The proposed regulations provide some clues as to the SEC’s position on pay-for-performance issues, but in their unfinalized state, they create more challenges than they resolve. For example, 2015 proposed regulations modified the definition of long-term incentive stock options and pension disclosures. That means that the pay represented in the new table (described above) is different from the pay disclosed in the summary compensation table within the same proxy statement.
The regulations also manufacture a transition period by establishing disclosure timeframes that do not align. Proxy disclosures for named executive officers only go back three years, but regulations call for disclosure of CEO pay as it relates to TSR over a five-year period (with a transition period).
Regarding performance, the regulations focus on total shareholder return (TSR), i.e., stock price performance plus dividends. However, they do not take into account the variety of ways to measure performance. In some industries, stock price is not the best metric, or it may be one of several metrics. Pay-for-performance requires external benchmarks to determine the real value of an executive’s compensation and relative performance. The regulations require the creation of a peer group to help evaluate performance, but do not require pay information for peer CEOs.
Preparing for Finalization
The above summary demonstrates how complicated it is for companies to design compensation programs that are actionable, compliant with SEC regulations, and competitive in the marketplace in the absence of official rules and regulations. There is some good news—without final rules, the proposed pay-for-performance regulations are not yet a required disclosure. At this time, compensation professionals must simply wait for the approval of final regulations.
Clawbacks should be a top priority as compensation committees prepare for the finalization of Dodd-Frank regulations. At Meridian, we recommend that committees hold off on changing or modifying policies in anticipation of the SEC’s April 2022 target date. They should take a full inventory instead. Clawback provisions can be found in bonus plans, equity and long-term cash award agreements, change-of-control documents, and more. A thorough inventory identifies where clawback provisions exist, how they can be executed, and the process by which the board, governance committee, and compensation committee determine the necessity of a clawback.
Conclusion
Though we have been waiting for more than a decade, finalizing these regulations for executive compensation is not a complicated process. The statutes became law upon the passage of the Dodd-Frank Act in 2010. The last step is simply for the SEC to post final regulations in the Federal Register. After a 60-day comment period and another 30 days for the SEC to consider feedback, the rules should be finalized.

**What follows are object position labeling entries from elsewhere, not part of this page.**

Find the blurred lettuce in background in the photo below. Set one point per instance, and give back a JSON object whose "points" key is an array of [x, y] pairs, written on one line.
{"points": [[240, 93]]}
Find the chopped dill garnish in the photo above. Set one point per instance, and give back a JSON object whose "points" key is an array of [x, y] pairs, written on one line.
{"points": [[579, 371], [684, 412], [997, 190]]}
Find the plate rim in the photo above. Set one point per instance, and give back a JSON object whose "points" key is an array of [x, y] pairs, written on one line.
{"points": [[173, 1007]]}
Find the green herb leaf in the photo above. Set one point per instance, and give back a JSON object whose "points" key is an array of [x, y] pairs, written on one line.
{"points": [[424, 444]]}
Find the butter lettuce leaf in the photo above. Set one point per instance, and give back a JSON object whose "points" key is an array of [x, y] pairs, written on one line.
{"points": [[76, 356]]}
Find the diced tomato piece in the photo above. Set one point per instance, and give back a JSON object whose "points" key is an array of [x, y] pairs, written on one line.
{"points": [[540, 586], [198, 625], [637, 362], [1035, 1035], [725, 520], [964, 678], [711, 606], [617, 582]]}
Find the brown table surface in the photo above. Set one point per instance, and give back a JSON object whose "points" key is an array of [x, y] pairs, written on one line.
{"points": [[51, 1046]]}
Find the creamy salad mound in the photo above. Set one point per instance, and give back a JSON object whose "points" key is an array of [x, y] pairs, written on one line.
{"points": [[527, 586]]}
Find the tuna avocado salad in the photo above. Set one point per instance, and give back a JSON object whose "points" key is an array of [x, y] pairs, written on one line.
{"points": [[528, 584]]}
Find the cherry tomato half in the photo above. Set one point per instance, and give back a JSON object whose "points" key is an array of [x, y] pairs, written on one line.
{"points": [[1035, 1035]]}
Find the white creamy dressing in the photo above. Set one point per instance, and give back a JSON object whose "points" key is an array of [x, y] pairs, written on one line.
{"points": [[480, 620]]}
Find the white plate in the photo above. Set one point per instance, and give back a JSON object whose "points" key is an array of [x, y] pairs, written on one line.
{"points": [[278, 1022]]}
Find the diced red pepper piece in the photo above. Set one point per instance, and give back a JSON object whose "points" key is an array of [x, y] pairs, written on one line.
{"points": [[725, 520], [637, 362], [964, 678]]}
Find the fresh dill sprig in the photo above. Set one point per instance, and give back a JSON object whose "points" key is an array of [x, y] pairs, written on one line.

There is no requirement for the SEC to release regulations at a specific date, but the April 2022 announcement has motivated companies to reexamine compensation strategies quickly. Because there are still too many uncertainties around what final regulations will entail, Meridian recommends that companies prioritize taking a comprehensive inventory of existing policies and wait to modify existing policies until finalization.
Once final rules are available, the real work begins. It will be time for compensation committees to review and revise clawback policies for compliance. Established parameters for formal disclosure of pay-for-performance measurement should provide consistency in how companies disclose this relationship.